A few days to the last Christmas, Justice Lateef Lawal- Akapo of Ikeja High Court, sentenced a court registrar, Mrs. Oluronke Rosolu, to 10 years imprisonment for defrauding a former Chief of Army Staff, Lt.-Gen. Ishaya Bamaiyi (rtd) of $330,000. Rosolu stood trial for aiding Mr. Fred Ajudua to perpetrate the fraud at Kirikiri Maximum Prisons between November 2004 and June 2005 at a time Bamaiyi and Ajudua were remanded at the said prison for their alleged involvement in various offences. During the trial, the EFCC and Bamaiyi testified that Rosolu visited the prison to help Ajudua take delivery of the funds; and that Ajudua made a false representation to Bamaiyi that the $330,000 was the professional fee for the law firm of Afe Babalola and Co to facilitate Bamaiyi’s release from prison, a claim which the firm flatly denied long time ago.
The convict’s counsel, Mr. Bamidele Ogundele, while pleading for leniency on her behalf, revealed that she had been on suspension from the judiciary for over a year and would be retiring this year after 34 years of active service in the public service, an indication that the convict was not a novitiate court registrar. In other words, she most probably understood the implications of the high risk she took, obviously for pecuniary considerations, as well as its legal implications when caught, but was undeterred in taking the plunge. For her, however, the chicken has come home to roost.
It is a setback for the nation’s criminal justice system that the likes of Rosolu, who a former Chief Justice of Nigeria (CJN), Justice Aloysius Kastina-Alu, once described as operators of the engine room of the judiciary and whose absence could jeopardise proper justice delivery, are desecrating the temple of justice by colluding with criminals to infract the law. Sadly, too, she is not the only traveller on that ignoble path. From the hierarchy of the judiciary are allegations that some court registrars and related staff engage in leaking judgements before they are delivered; demanding bribes before doing any paper work for persons in need of their services, and acting as go-between for dishonest litigants and corrupt judicial officers, among others.
Indeed, the immediate past CJN, Justice Aloma Mariam Mukhtar, shortly before she left office, stated as follows at a public function: “Now more than ever, the public has become more critical of the conduct of the judicial staff, perhaps buoyed by public outcry against unwholesome conduct of the judicial staff, like leakage of judgements before delivery, demanding bribes before the preparation of records of appeal, acting as go-between for some overzealous litigants and some corrupt judicial officers, ostentatious lifestyles beyond legitimate earnings, and a host of other activities.”

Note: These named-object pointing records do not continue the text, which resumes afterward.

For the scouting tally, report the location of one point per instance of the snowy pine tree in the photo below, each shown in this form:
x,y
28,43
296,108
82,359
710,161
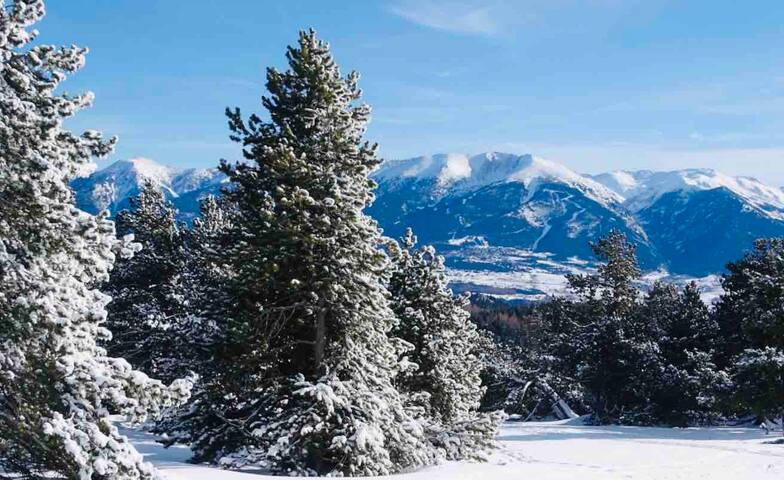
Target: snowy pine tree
x,y
444,377
751,318
315,394
57,386
616,360
691,387
149,294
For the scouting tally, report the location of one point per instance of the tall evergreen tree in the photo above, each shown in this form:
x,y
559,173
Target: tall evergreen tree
x,y
318,363
149,295
210,422
445,376
56,384
691,387
751,318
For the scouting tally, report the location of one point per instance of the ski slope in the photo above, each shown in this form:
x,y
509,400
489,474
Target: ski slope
x,y
566,450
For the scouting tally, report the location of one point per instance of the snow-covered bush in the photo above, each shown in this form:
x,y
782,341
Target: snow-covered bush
x,y
57,386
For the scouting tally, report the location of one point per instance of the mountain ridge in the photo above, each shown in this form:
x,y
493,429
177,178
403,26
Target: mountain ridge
x,y
504,212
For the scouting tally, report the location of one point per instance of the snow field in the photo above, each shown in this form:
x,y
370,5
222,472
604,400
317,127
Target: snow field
x,y
565,450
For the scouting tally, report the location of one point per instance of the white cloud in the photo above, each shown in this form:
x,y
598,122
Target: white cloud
x,y
450,16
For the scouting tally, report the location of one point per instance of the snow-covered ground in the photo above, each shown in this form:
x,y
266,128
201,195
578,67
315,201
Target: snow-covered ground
x,y
568,450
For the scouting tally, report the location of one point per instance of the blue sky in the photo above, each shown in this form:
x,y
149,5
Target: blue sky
x,y
594,84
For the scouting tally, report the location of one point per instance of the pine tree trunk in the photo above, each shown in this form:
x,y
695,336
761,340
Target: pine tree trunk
x,y
321,338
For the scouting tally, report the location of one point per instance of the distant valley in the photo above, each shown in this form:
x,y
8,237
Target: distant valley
x,y
512,225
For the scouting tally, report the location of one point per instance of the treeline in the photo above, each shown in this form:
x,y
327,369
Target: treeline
x,y
316,346
294,337
656,357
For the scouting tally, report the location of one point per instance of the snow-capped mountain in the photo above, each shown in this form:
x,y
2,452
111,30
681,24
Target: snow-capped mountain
x,y
112,187
497,200
519,217
699,218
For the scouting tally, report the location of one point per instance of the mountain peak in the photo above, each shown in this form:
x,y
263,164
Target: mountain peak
x,y
456,171
641,189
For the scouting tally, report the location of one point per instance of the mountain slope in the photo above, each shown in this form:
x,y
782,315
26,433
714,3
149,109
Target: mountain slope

In August last year, for example, this newspaper broke the news of the Chief Registrar of Kebbi State High Court, one Abubakar Siddiq Bello, who allegedly forged the judgement of a superior court to facilitate a N29 million fraud. Latest reports say the Independent Corrupt Practices and Other Related Offences Commission (ICPC) had waded into the matter, and that the President of the Court of Appeal, Justice Zainab Adamu Bukkachuwa, had in addition, formally written to the incumbent CJN, who also heads the National Judicial Council (NJC) as chairman, Justice Mahmud Mohammed; and the Chief Judge of Kebbi State High Court, Justice Ibrahim Bala Mairiga, on the allegation against Abubakar.

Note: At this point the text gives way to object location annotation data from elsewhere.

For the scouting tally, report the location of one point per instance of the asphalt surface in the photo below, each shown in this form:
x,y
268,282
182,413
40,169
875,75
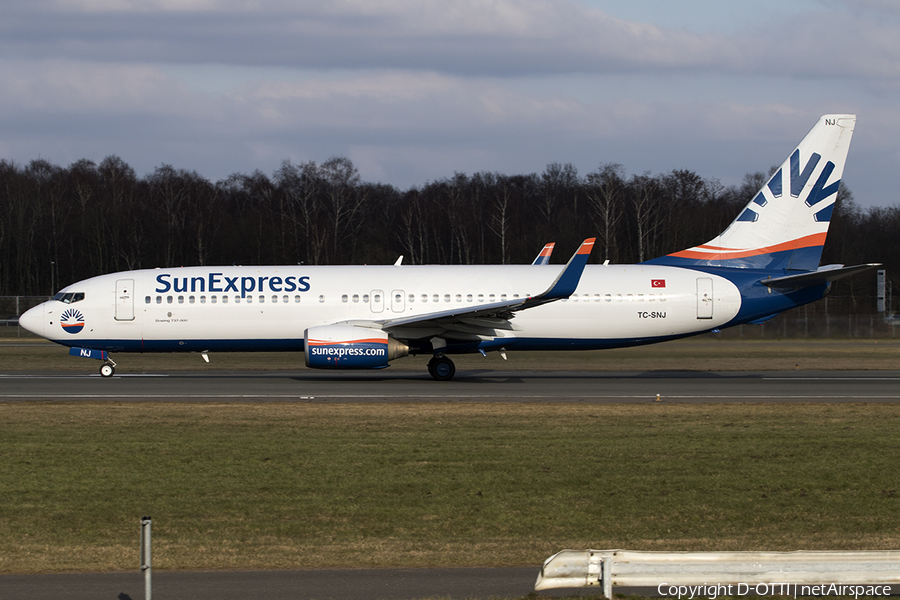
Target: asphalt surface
x,y
385,387
468,386
336,584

On May 19, 2015, according to reports, the Sokoto Appeal Court set aside the judgement of the Kebbi High Court on the payment of all check-off dues of secondary school teachers in Kebbi State and awarded N30, 000 cost in favour of COSST (Conference of Secondary School Teachers). But the Chief Registrar allegedly went behind and forged a judgement that was not the product of that Court of Appeal; and through it reversed the original appellate court’s ruling with the intention of illegally cornering N29 million. With this type of court registrars in the system, the much touted reform of the nation’s judiciary, and ridding it of bad eggs are doomed already, because corruption in the judiciary is not just limited to judges or magistrates that sit in judgement.
Therefore, curtailing the endemic nature of unethical behaviour and misconduct among judges and other judicial officers, calls for an all-embracing radical surgery in the entire gamut of the nation’s judiciary. Persistent references being made to the rot in the Nigerian judiciary has done untold damage to its image, locally and internationally.